Take into consideration that we will probably be moving to our new retirement home sometime the beginning of next year- so that is out as well.

Does not leave a lot of room for an extra trip- especially one that involves flying.

However, we are open to other suggestions or other places to visit. But we do like National Parks. Don't like extreme heat or crowds.

Thanks in advance.


----------



## sue1947 (Aug 22, 2019)

For Bryce etc, June is too late in the year.  You want to avoid school holidays.  The parks will be crowded anyway, but after school is out, it is exponentially worse.  Late April into May are very nice.  So is the following late Sept into early October.   However, with your move and the stress involved, plus the inevitable delays in construction, I'd keep it easy and close to home.   Maybe explore the Great Lakes in the US and Canada or revisit old favorites in New England.   

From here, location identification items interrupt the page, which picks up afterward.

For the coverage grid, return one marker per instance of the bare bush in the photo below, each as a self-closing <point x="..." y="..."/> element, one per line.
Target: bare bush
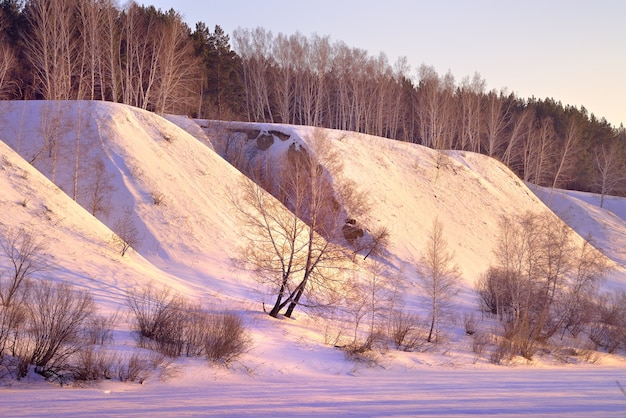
<point x="158" y="319"/>
<point x="56" y="314"/>
<point x="609" y="330"/>
<point x="543" y="283"/>
<point x="407" y="331"/>
<point x="137" y="368"/>
<point x="94" y="364"/>
<point x="480" y="342"/>
<point x="226" y="338"/>
<point x="171" y="325"/>
<point x="99" y="329"/>
<point x="470" y="323"/>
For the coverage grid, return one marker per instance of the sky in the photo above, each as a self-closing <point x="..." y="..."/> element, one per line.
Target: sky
<point x="570" y="50"/>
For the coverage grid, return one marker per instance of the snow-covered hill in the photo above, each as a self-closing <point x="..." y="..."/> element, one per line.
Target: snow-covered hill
<point x="169" y="175"/>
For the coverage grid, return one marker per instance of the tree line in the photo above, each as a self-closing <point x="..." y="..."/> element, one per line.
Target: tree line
<point x="148" y="58"/>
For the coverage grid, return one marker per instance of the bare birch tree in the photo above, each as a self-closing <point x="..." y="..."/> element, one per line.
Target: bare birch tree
<point x="439" y="277"/>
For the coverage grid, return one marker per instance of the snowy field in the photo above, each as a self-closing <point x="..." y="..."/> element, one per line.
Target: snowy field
<point x="189" y="239"/>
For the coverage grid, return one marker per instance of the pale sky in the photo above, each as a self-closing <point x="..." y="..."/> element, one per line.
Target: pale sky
<point x="571" y="50"/>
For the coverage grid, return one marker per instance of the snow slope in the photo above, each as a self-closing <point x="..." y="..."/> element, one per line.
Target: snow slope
<point x="189" y="236"/>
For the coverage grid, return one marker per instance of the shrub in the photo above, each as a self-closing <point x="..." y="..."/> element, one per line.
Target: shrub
<point x="56" y="314"/>
<point x="226" y="338"/>
<point x="407" y="331"/>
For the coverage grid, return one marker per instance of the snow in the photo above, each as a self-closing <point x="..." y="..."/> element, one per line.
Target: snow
<point x="191" y="235"/>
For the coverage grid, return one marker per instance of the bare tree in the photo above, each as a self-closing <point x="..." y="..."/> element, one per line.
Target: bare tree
<point x="609" y="168"/>
<point x="294" y="240"/>
<point x="26" y="256"/>
<point x="566" y="163"/>
<point x="50" y="47"/>
<point x="56" y="315"/>
<point x="438" y="276"/>
<point x="126" y="234"/>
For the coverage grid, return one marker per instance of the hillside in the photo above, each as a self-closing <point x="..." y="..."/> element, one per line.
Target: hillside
<point x="169" y="174"/>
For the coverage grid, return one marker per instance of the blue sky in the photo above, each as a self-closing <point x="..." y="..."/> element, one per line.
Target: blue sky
<point x="573" y="51"/>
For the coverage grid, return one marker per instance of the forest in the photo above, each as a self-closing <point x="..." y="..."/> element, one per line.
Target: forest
<point x="151" y="59"/>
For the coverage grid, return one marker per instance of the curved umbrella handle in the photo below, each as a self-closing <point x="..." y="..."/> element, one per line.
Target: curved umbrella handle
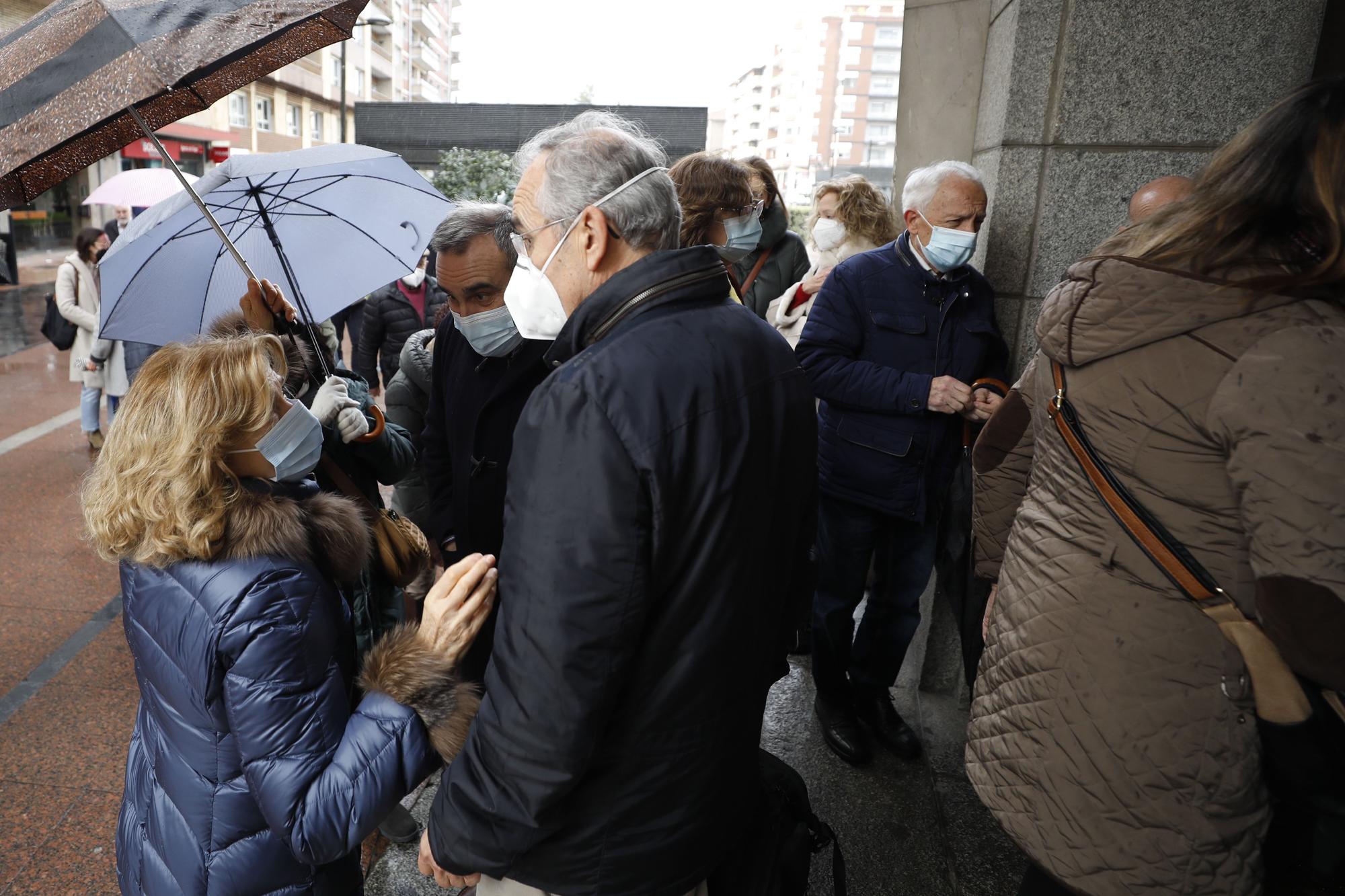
<point x="377" y="413"/>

If you want to avoid crowds, I'd look at the lesser known National Park/Monument sites off season.  Go to nps.gov and, under find a park, select any state and you will get a list of everything, large and small.  Canada has the same thing.  Once on their website, pick a province and see what is of interest.  I did several trip like this around the SW: 
 northern AZ into New Mexico (Petrified Forest, El Moro NM, Pecos NHS, Tent Rocks, and Bandolier were my favorites)
the 4 Corners loop: Navajo NM, Natural Bridges, Hovenweep, Canyon of the Ancients (this one is a BLM National Monument) and especially Chaco Canyon were my favorites here (plus Canyon de Chelly).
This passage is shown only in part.